Very few cryptosystems actually use a block cipher directly (i.e. in "ECB mode") to encrypt data — and those that do usually only do so because whoever designed them didn't really understand how a block cipher should be used.
Rather, the main use of block ciphers in cryptography is as versatile building blocks for other cryptographic components, such as stream ciphers, message authentication codes, hash functions, KDFs etc. In particular, the usual way to use a block cipher to encrypt free-form data is by using a mode of operation such as CBC, CFB, OFB or CTR (or an authenticated mode like EAX, GCM, OCB or SIV) which actually uses the block cipher to construct a kind of stream cipher.
Thus, the actual distinction, insofar as there is one, is not between block ciphers and stream ciphers as such, but between stream ciphers based on block ciphers (like AES-CTR or AES-CBC) and "primitive" stream ciphers not based on block ciphers (of which the most common is probably RC4).

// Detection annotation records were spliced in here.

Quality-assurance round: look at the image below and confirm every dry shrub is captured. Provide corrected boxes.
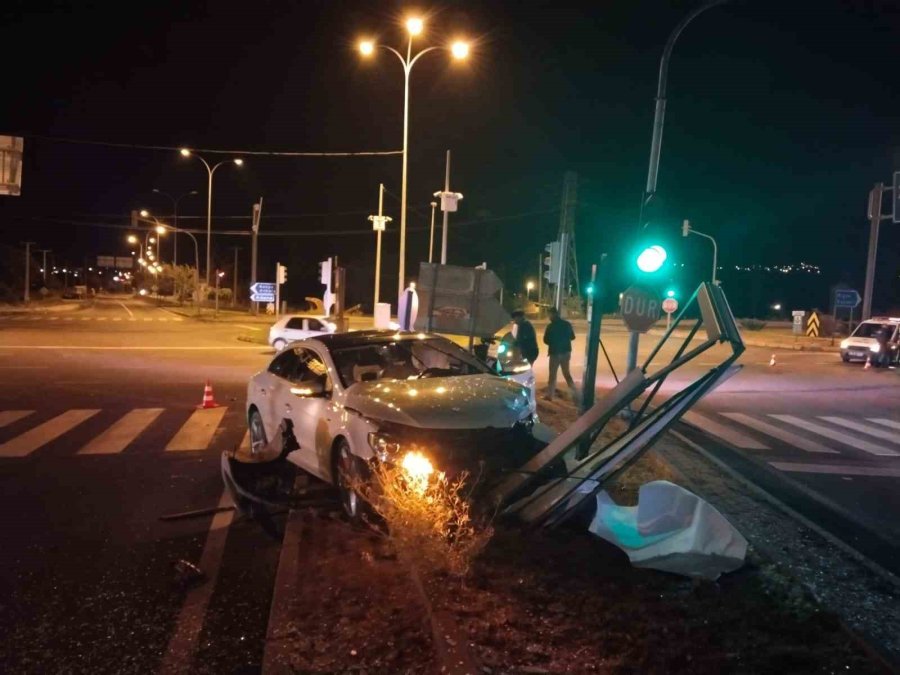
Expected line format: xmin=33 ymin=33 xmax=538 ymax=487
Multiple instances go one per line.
xmin=360 ymin=453 xmax=494 ymax=577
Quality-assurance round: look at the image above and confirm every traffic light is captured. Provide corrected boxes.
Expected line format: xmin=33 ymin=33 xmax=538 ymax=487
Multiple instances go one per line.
xmin=544 ymin=241 xmax=562 ymax=284
xmin=635 ymin=244 xmax=669 ymax=274
xmin=319 ymin=258 xmax=331 ymax=288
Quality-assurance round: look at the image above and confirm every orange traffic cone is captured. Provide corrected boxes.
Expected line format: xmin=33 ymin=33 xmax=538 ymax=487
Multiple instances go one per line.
xmin=197 ymin=380 xmax=219 ymax=408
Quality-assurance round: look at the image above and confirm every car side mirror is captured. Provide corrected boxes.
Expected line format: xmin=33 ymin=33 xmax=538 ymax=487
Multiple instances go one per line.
xmin=291 ymin=382 xmax=325 ymax=398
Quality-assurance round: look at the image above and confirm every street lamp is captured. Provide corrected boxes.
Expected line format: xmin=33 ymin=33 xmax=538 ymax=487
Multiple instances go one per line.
xmin=153 ymin=188 xmax=199 ymax=266
xmin=179 ymin=148 xmax=244 ymax=287
xmin=359 ymin=16 xmax=469 ymax=299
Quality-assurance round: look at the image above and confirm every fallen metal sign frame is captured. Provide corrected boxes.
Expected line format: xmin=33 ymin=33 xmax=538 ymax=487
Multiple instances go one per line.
xmin=491 ymin=283 xmax=744 ymax=527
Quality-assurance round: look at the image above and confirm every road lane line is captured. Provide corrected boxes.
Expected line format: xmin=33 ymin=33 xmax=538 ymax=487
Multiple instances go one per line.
xmin=0 ymin=410 xmax=100 ymax=457
xmin=0 ymin=410 xmax=34 ymax=427
xmin=166 ymin=406 xmax=228 ymax=452
xmin=819 ymin=415 xmax=900 ymax=443
xmin=722 ymin=413 xmax=840 ymax=455
xmin=683 ymin=412 xmax=769 ymax=450
xmin=157 ymin=490 xmax=234 ymax=674
xmin=769 ymin=462 xmax=900 ymax=478
xmin=866 ymin=417 xmax=900 ymax=429
xmin=769 ymin=415 xmax=900 ymax=457
xmin=78 ymin=408 xmax=163 ymax=455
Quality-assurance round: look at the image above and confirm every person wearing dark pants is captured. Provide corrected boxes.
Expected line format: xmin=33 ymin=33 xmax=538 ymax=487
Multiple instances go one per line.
xmin=544 ymin=307 xmax=579 ymax=405
xmin=512 ymin=309 xmax=540 ymax=365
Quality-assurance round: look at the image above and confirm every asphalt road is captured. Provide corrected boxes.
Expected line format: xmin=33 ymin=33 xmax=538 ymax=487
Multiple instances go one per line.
xmin=0 ymin=298 xmax=900 ymax=672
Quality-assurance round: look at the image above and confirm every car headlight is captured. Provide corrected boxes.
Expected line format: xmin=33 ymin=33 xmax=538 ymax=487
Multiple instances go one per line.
xmin=369 ymin=431 xmax=400 ymax=462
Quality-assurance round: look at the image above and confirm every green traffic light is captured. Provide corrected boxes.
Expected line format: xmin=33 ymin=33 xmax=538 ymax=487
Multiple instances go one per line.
xmin=637 ymin=245 xmax=668 ymax=273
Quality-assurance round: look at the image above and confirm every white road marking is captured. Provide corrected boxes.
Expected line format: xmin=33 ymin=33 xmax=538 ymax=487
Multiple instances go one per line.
xmin=769 ymin=415 xmax=900 ymax=457
xmin=819 ymin=416 xmax=900 ymax=443
xmin=166 ymin=406 xmax=228 ymax=452
xmin=769 ymin=462 xmax=900 ymax=478
xmin=78 ymin=408 xmax=163 ymax=455
xmin=0 ymin=410 xmax=34 ymax=427
xmin=0 ymin=410 xmax=100 ymax=457
xmin=684 ymin=412 xmax=769 ymax=450
xmin=722 ymin=413 xmax=840 ymax=455
xmin=866 ymin=417 xmax=900 ymax=429
xmin=157 ymin=491 xmax=234 ymax=673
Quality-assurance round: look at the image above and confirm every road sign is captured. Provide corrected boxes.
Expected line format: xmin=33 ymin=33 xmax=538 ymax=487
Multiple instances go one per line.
xmin=415 ymin=263 xmax=510 ymax=337
xmin=250 ymin=281 xmax=275 ymax=302
xmin=834 ymin=288 xmax=862 ymax=308
xmin=620 ymin=286 xmax=661 ymax=333
xmin=806 ymin=312 xmax=819 ymax=337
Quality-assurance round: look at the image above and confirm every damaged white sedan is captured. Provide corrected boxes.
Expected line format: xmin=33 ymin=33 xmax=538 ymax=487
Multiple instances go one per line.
xmin=247 ymin=331 xmax=537 ymax=518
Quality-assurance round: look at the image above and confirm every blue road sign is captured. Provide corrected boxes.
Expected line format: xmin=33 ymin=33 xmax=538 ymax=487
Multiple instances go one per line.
xmin=834 ymin=288 xmax=862 ymax=309
xmin=250 ymin=281 xmax=275 ymax=302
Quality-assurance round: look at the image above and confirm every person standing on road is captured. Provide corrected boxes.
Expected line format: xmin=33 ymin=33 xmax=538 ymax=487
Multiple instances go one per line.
xmin=512 ymin=309 xmax=540 ymax=365
xmin=544 ymin=307 xmax=579 ymax=405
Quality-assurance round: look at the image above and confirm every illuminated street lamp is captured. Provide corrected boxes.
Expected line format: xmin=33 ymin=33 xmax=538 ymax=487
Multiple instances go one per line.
xmin=359 ymin=16 xmax=469 ymax=298
xmin=179 ymin=148 xmax=244 ymax=287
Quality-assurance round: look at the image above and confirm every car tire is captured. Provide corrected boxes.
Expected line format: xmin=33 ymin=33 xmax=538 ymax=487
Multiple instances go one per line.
xmin=334 ymin=438 xmax=365 ymax=522
xmin=247 ymin=408 xmax=269 ymax=455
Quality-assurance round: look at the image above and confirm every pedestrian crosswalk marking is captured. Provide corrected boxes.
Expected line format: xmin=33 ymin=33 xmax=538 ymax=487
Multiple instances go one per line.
xmin=0 ymin=410 xmax=100 ymax=457
xmin=769 ymin=415 xmax=900 ymax=457
xmin=166 ymin=406 xmax=228 ymax=452
xmin=819 ymin=417 xmax=900 ymax=443
xmin=769 ymin=462 xmax=900 ymax=478
xmin=0 ymin=410 xmax=34 ymax=427
xmin=684 ymin=411 xmax=769 ymax=450
xmin=722 ymin=413 xmax=840 ymax=455
xmin=78 ymin=408 xmax=163 ymax=455
xmin=866 ymin=417 xmax=900 ymax=429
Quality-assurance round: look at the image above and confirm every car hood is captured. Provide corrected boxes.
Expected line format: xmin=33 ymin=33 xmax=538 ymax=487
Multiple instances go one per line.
xmin=345 ymin=375 xmax=533 ymax=429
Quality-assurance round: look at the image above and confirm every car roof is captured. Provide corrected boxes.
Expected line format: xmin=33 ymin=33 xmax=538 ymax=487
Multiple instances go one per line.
xmin=309 ymin=329 xmax=447 ymax=349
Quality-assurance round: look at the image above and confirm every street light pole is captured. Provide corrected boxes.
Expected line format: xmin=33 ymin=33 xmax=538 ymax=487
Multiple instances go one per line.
xmin=625 ymin=0 xmax=728 ymax=373
xmin=180 ymin=148 xmax=244 ymax=287
xmin=359 ymin=17 xmax=469 ymax=302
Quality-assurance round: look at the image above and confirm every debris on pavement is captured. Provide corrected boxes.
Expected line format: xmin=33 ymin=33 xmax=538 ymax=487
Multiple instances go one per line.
xmin=588 ymin=480 xmax=747 ymax=581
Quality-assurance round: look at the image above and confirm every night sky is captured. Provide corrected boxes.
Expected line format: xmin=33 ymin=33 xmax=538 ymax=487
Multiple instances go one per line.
xmin=0 ymin=0 xmax=900 ymax=313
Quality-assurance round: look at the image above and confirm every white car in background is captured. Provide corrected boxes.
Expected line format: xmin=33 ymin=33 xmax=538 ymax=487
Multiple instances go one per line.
xmin=841 ymin=317 xmax=900 ymax=366
xmin=247 ymin=330 xmax=539 ymax=518
xmin=269 ymin=314 xmax=337 ymax=352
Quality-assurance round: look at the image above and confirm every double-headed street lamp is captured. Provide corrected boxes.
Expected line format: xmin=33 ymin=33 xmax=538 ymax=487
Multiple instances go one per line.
xmin=153 ymin=188 xmax=198 ymax=266
xmin=359 ymin=17 xmax=469 ymax=299
xmin=179 ymin=148 xmax=244 ymax=287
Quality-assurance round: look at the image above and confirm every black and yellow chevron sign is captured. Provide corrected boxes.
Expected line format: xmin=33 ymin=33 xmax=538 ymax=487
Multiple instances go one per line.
xmin=806 ymin=312 xmax=819 ymax=337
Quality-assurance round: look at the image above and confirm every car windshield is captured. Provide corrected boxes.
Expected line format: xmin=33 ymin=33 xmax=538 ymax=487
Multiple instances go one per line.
xmin=332 ymin=338 xmax=490 ymax=387
xmin=853 ymin=321 xmax=894 ymax=338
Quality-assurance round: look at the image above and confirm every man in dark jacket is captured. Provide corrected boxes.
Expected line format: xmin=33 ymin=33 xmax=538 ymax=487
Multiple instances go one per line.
xmin=544 ymin=307 xmax=579 ymax=405
xmin=512 ymin=309 xmax=540 ymax=365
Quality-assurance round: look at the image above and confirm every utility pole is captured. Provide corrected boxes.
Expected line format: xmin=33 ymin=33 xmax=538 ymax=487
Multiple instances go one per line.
xmin=250 ymin=197 xmax=262 ymax=314
xmin=22 ymin=241 xmax=35 ymax=303
xmin=369 ymin=183 xmax=391 ymax=316
xmin=38 ymin=248 xmax=53 ymax=286
xmin=231 ymin=246 xmax=241 ymax=307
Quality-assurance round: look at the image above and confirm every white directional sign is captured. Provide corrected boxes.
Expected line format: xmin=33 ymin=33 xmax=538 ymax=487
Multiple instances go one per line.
xmin=250 ymin=281 xmax=275 ymax=302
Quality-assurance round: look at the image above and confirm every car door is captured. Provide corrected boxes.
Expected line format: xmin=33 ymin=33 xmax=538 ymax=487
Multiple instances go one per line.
xmin=278 ymin=347 xmax=338 ymax=479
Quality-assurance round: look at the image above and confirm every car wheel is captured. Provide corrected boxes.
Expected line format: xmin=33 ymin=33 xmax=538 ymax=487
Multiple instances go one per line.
xmin=248 ymin=409 xmax=269 ymax=455
xmin=335 ymin=438 xmax=365 ymax=521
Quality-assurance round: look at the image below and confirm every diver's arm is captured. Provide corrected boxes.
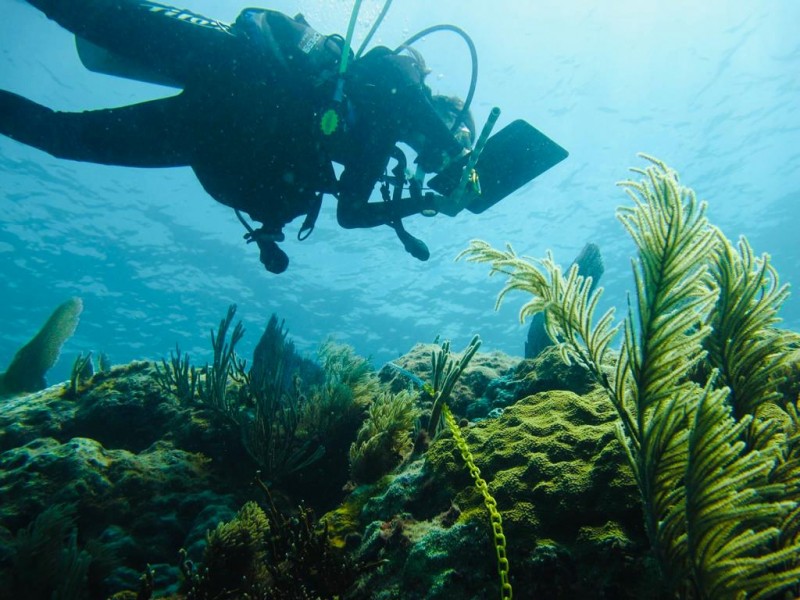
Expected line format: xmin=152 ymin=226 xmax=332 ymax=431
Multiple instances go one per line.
xmin=27 ymin=0 xmax=241 ymax=84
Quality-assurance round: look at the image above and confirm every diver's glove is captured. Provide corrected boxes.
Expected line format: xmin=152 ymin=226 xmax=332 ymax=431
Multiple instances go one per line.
xmin=395 ymin=228 xmax=431 ymax=262
xmin=257 ymin=240 xmax=289 ymax=275
xmin=244 ymin=227 xmax=289 ymax=275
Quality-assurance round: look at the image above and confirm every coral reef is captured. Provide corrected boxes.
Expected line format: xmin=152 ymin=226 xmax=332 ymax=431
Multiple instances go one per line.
xmin=464 ymin=157 xmax=800 ymax=598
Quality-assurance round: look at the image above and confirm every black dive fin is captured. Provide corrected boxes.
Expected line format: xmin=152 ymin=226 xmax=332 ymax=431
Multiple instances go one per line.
xmin=428 ymin=119 xmax=569 ymax=214
xmin=75 ymin=35 xmax=183 ymax=88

I don't really have any reliable statistics on how much those are respectively used in web applications, but my gut feeling would be that the majority (say, 95%) of (symmetric) encryption schemes used in such systems are probably based on block ciphers (mostly AES, some 3DES, occasionally rarer types like Serpent, Blowfish or old single DES). Their main competitor is RC4, with a small but non-negligible share (say, 5%), while all other "primitive" stream ciphers (like the eSTREAM ciphers) are probably marginal (< 1%), mostly because few crypto libraries support them.
(The share of RC4 probably goes up a bit if its use in SSL / TLS is included in the total, particularly since many websites switched to it after the BEAST attack exposed weaknesses in the TLS 1.0 implementation of AES-CBC.)